When it said that “you’ll have the ability to pay that,” the “that” it referred to was court
costs. Restitution was imposed after these statements were made, so the conclusion that
the court found that Milenius had the ability to pay restitution is unfounded.
{¶21} Second, it is difficult to say that the court found that Milenius had the ability
to pay $9,947 in restitution when it offered him the opportunity to do court community
work to pay off court costs in the event he could not afford to pay those costs. The court
costs were presumably far less than the restitution amount, so it is unclear why the court
would give Milenius the option of working off court costs due to an inability to pay, yet
expect him to make nearly $10,000 in restitution.
{¶22} As the majority noted, an order to pay restitution is committed to the sound
discretion of the court, State v. Burns, 8th Dist. Cuyahoga No. 95465, 2011-Ohio-4230, ¶
37, however, this order appears arbitrary because the court only found that Milenius had
the ability to pay court costs — not restitution. The abuse of discretion becomes more
pronounced given that the court understood that Milenius might not have the ability to
pay court costs that are presumably less than the restitution order.
{¶23} In addition to the above analysis, there were questions regarding the total
amount claimed by the victim, whether her health insurance paid for her treatment, and
11
whether all of her medical bills were related to the crimes. If the victim’s medical
insurance paid for any of the expenses submitted to the court, those amounts could not be
the subject of restitution.
{¶24} Evidence relating to injuries suffered on the day of the crime was submitted
in the form of a bill for $4,345.25 dated October 30, 2012. The state also showed the
court medical bills from April 2013 in the following amounts:
March 28, 2013 $699 (office consult with cardiologist)
April 9, 2013: $76
April 9, 2013: $310 (office visit)
April 11, 2013: $4,692 (high blood pressure)

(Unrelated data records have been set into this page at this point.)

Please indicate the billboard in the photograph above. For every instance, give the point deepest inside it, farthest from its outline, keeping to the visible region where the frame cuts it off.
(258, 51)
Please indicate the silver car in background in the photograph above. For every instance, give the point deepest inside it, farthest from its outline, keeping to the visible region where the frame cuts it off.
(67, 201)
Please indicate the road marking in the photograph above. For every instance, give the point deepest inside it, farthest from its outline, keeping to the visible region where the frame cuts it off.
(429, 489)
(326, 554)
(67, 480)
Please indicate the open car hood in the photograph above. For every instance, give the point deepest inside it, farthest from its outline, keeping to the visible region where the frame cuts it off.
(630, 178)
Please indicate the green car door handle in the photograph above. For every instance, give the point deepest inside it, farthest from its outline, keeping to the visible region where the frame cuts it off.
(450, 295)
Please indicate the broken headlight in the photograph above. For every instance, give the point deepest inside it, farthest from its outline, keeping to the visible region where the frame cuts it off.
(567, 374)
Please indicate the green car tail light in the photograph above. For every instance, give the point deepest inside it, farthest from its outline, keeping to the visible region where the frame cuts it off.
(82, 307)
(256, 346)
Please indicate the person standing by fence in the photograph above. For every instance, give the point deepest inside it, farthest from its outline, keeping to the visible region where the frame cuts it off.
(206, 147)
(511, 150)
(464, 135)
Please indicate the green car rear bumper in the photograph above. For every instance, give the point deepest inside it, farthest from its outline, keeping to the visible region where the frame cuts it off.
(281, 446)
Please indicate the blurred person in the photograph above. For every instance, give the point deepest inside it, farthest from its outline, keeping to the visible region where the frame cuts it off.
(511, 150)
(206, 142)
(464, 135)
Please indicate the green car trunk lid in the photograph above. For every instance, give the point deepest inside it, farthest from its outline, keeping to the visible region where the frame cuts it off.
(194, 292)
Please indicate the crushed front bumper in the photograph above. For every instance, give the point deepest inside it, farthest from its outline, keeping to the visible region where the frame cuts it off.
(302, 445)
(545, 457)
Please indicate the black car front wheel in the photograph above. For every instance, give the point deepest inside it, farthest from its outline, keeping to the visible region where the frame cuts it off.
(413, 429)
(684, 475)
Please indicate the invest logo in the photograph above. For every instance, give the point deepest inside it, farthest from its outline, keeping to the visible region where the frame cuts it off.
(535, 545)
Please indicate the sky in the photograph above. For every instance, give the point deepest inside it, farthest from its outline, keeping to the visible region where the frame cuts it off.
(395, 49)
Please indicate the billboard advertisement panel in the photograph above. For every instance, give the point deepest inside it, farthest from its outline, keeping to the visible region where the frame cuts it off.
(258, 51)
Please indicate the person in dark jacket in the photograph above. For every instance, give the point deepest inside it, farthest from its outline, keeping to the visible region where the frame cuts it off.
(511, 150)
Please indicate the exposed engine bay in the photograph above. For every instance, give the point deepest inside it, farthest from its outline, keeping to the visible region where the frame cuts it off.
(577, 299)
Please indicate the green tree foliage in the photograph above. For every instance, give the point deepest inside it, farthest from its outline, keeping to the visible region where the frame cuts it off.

April 11, 2013: $127 (limited Doppler)
April 11, 2013: $116 (color Doppler)
April 11, 2013: $1051 (stress test)
{¶25} These medical bills were incurred approximately six months after the
crimes, so there is an issue as to whether those expenses were properly considered in the
restitution order. The court did not engage in an analysis to determine whether the
expenses were proximately caused by Milenius’s conduct. That was error.
{¶26} In addition, even if these expenses were properly attributable to Milenius,
the numbers do not add up to what the court ordered as restitution. The bills totaled
$14,416, yet the court ordered restitution in the amount of $9,947. There is nothing in
the record to show any basis for the court’s final total.
12
{¶27} For these reasons, I respectfully dissent.